Chancellor was willing to up the ante to secure his man for top job at bank


A brass band was playing outside the treasury on Monday afternoon as Mark Carney was named new governor of the Bank of England.

Their presence was unrelated to the appointment of the Canadian banker but, so desperate was George Osborne to land the services of the man he lauded as “the best central banker of his generation”, the chancellor might well have been tempted to lay on a celebratory serenade.

The choice of Carney as Sir Mervyn King’s replacement at the head of Britain’s central bank was unexpected – earlier in the year the Bank of Canada governor had appeared to rule himself out of the running for the role, which falls vacant when King retires next June. Despite the surprise, Carney’s appointment has been greeted with widespread acclaim in the City of London, save for a few gripes about his past as a Goldman Sachs banker.

Carney (47) will be the first non-British governor to head the bank in its 318-year history, although he does intend to apply for British citizenship. He has strong links with the UK, having studied economics at Oxford and was based in London for a time during his 13-year career at Goldman Sachs, and his wife is British.

Osborne fought hard to secure Carney’s services, upping the salary from the £305,000 earned by King to £480,000, with pension contributions, taking the total package to £624,000.

Carney was not keen on the eight-year term of the governorship, and Osborne was happy to accommodate him, reducing it to five years.

Appointing a foreigner – and a former Goldmanite – to such a key role was a real risk for the British chancellor, and

Osborne must be cock-a-hoop at how well his choice has been received, both in the City of London and beyond. It wasn’t just Carney’s impeccable CV that made him such a stand-out candidate. The fact he’s an outsider will also have been a big draw and underlines the government’s determination to do things differently in future.
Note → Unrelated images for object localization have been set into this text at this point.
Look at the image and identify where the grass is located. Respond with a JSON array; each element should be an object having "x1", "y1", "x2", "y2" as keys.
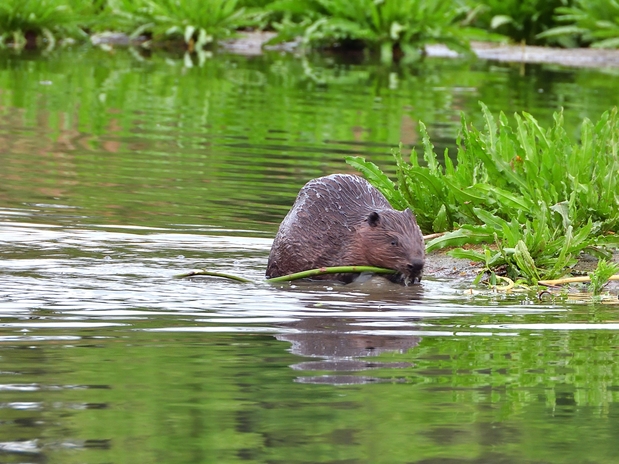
[
  {"x1": 347, "y1": 102, "x2": 619, "y2": 284},
  {"x1": 538, "y1": 0, "x2": 619, "y2": 48}
]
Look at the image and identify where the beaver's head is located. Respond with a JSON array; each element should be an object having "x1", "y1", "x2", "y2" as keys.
[{"x1": 357, "y1": 208, "x2": 425, "y2": 285}]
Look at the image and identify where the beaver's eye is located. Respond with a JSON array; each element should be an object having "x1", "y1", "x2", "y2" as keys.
[{"x1": 391, "y1": 238, "x2": 399, "y2": 246}]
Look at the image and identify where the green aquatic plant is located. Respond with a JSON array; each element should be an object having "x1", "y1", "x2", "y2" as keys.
[
  {"x1": 104, "y1": 0, "x2": 251, "y2": 48},
  {"x1": 0, "y1": 0, "x2": 91, "y2": 48},
  {"x1": 266, "y1": 0, "x2": 479, "y2": 61},
  {"x1": 348, "y1": 103, "x2": 619, "y2": 284},
  {"x1": 538, "y1": 0, "x2": 619, "y2": 48}
]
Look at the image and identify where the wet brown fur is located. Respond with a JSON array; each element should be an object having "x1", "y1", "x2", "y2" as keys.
[{"x1": 266, "y1": 174, "x2": 425, "y2": 284}]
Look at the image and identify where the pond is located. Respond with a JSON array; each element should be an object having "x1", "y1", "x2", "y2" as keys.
[{"x1": 1, "y1": 46, "x2": 619, "y2": 463}]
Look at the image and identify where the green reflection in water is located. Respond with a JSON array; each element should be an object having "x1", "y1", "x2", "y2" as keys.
[
  {"x1": 1, "y1": 329, "x2": 618, "y2": 463},
  {"x1": 1, "y1": 49, "x2": 619, "y2": 233}
]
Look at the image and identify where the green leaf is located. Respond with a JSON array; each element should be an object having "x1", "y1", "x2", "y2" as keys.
[
  {"x1": 490, "y1": 15, "x2": 513, "y2": 29},
  {"x1": 443, "y1": 179, "x2": 487, "y2": 204},
  {"x1": 380, "y1": 41, "x2": 393, "y2": 63},
  {"x1": 513, "y1": 240, "x2": 540, "y2": 283},
  {"x1": 426, "y1": 226, "x2": 494, "y2": 253},
  {"x1": 592, "y1": 37, "x2": 619, "y2": 48},
  {"x1": 184, "y1": 24, "x2": 195, "y2": 43},
  {"x1": 448, "y1": 248, "x2": 485, "y2": 261},
  {"x1": 473, "y1": 184, "x2": 534, "y2": 211},
  {"x1": 432, "y1": 204, "x2": 449, "y2": 232},
  {"x1": 473, "y1": 208, "x2": 509, "y2": 232},
  {"x1": 550, "y1": 201, "x2": 572, "y2": 230}
]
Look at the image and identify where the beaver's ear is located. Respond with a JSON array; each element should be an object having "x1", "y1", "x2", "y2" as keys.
[
  {"x1": 368, "y1": 211, "x2": 381, "y2": 227},
  {"x1": 404, "y1": 208, "x2": 417, "y2": 221}
]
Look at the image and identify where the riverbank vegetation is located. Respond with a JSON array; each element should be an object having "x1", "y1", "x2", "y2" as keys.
[
  {"x1": 261, "y1": 0, "x2": 482, "y2": 61},
  {"x1": 538, "y1": 0, "x2": 619, "y2": 48},
  {"x1": 2, "y1": 0, "x2": 619, "y2": 57},
  {"x1": 102, "y1": 0, "x2": 253, "y2": 49},
  {"x1": 347, "y1": 104, "x2": 619, "y2": 284},
  {"x1": 0, "y1": 0, "x2": 92, "y2": 48}
]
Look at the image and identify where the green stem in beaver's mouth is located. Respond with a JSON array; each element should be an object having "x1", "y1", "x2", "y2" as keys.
[
  {"x1": 266, "y1": 266, "x2": 398, "y2": 283},
  {"x1": 175, "y1": 266, "x2": 398, "y2": 284}
]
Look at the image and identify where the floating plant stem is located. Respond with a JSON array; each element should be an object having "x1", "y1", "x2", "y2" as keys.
[{"x1": 174, "y1": 270, "x2": 254, "y2": 283}]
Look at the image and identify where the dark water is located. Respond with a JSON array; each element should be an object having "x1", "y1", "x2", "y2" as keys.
[{"x1": 2, "y1": 47, "x2": 619, "y2": 463}]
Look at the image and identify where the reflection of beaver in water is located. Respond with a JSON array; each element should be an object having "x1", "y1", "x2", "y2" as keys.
[{"x1": 266, "y1": 174, "x2": 425, "y2": 284}]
Before Carney changed his mind about crossing the Atlantic, deputy governor Paul Tucker had been widely expected to land the top job. Tucker is well respected, although not in Carney’s league, but was tainted by the Libor scandal and there is some doubt about whether he had King’s full backing. It remains to be seen whether Tucker will stay on once his new boss starts.

King has certainly been gushing in his praise for his successor. But, as he made yet another appearance before MPs at Westminster yesterday, the outgoing governor was given rather a rough ride.

The tetchy exchanges between banker and politicians highlight the challenges ahead for Carney as he plots a new and more effective approach for the bank.

Challenged over the culture at Threadneedle Street, King was also forced to deny suggestions that the independence of the bank was under threat. Labour MP George Mudie told a grim-faced King that to outsiders he looked about as independent “as a Chelsea manager”. The governor defended himself against accusations that his autocratic manner meant colleagues were too scared to stand up to him, or to put forward alternative views, claiming there was no shortage of people “who will put their hand up and say ‘I don’t agree’.”

Carney will bring his own more open culture to the bank, which will be a far more powerful institution when he takes control than the one King inherited 10 years ago.

In Canada, meanwhile, where a political career was thought to be next on Carney’s agenda, they’re taking comfort from the fact he has decided to rent out his house in Ottowa rather than sell it, an indication he’ll be back in 2018. Let’s hope it’s a triumphant return.